Authors: Heather Graham
She shrugged, fingering the pendant that lay against her breast, his gift to her. It was a gold medallion, engraved with the Cameron crest and studded with precious jewels. “Do you not like the shirt?”
He studied her carefully. “I like it very much. Who made it?”
“I did.”
“I never saw you work upon it.”
“I meant for it to be a surprise. I worked when you were out of the house. Are you surprised?”
“Very. The cloth is rich, madame. You did not take it for yourself. If you do not take care, I will begin to imagine that you did not marry me entirely for my money. I thought that you craved the best of everything, my love.”
Jassy flushed, still fingering the precious golden medallion. He taunted her, but it was Christmas, and she did not care.

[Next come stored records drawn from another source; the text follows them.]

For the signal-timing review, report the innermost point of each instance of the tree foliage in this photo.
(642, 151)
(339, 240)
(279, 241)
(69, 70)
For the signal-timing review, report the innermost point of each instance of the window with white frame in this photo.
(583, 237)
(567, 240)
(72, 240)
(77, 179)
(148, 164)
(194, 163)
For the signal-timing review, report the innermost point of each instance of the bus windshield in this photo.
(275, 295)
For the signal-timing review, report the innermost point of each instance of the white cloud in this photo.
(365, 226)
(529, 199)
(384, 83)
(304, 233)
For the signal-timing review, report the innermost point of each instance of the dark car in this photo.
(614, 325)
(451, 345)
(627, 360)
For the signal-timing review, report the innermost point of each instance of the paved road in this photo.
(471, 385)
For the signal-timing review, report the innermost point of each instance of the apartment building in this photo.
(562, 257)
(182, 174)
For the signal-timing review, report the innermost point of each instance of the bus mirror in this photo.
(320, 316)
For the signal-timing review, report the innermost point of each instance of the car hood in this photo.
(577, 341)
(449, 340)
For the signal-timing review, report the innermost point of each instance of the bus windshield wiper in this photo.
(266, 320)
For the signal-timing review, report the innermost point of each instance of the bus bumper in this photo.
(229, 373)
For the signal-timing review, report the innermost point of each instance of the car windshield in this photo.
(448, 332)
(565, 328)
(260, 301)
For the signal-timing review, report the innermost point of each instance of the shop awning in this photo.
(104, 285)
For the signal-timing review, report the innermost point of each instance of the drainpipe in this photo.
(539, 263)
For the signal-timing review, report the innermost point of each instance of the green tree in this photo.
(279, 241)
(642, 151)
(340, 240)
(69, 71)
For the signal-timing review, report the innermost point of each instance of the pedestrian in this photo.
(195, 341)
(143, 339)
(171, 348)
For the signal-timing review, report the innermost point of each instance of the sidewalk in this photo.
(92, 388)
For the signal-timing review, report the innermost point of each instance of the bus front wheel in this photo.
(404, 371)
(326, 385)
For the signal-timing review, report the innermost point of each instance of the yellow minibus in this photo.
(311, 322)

“I never craved the best of anything … material, milord. I did seek not to starve, I admit. And I did seek …”
“What?”
“Never mind,” she said, swiftly turning aside. He would not let her go. He stood, catching her arm, pulling her back to him. “You did seek what, milady? Tell me.”

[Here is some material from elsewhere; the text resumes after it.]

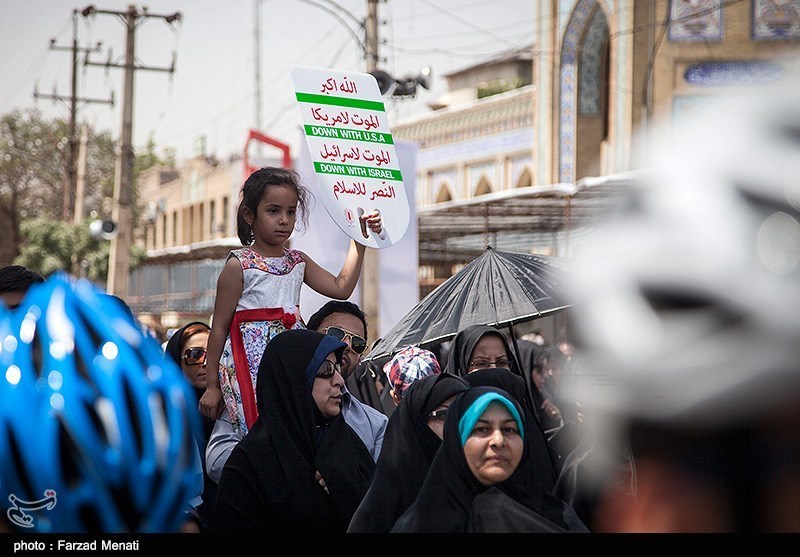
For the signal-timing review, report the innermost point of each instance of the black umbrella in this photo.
(498, 288)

“Jamie, it is Christmas. We have guests—”
“And may God bless them. Answer me. You did seek what?”
She lifted her head and met his demanding stare gravely. “I sought not to die, nor to live, like my mother. Please, could you be so good as to release me now?”
His hand fell away from her arm. She lowered her eyes quickly from his and hurried back to the fire. Tamsyn sat upon the hearth, playing a rousing melody upon a flute. Lenore and Robert were dancing to the curious tune, while Kathryn, the Hume girls, and Mrs. Lawton laughed and applauded. Breathless at last, Lenore fell into a chair before the blaze. “Alas, if only it were England!”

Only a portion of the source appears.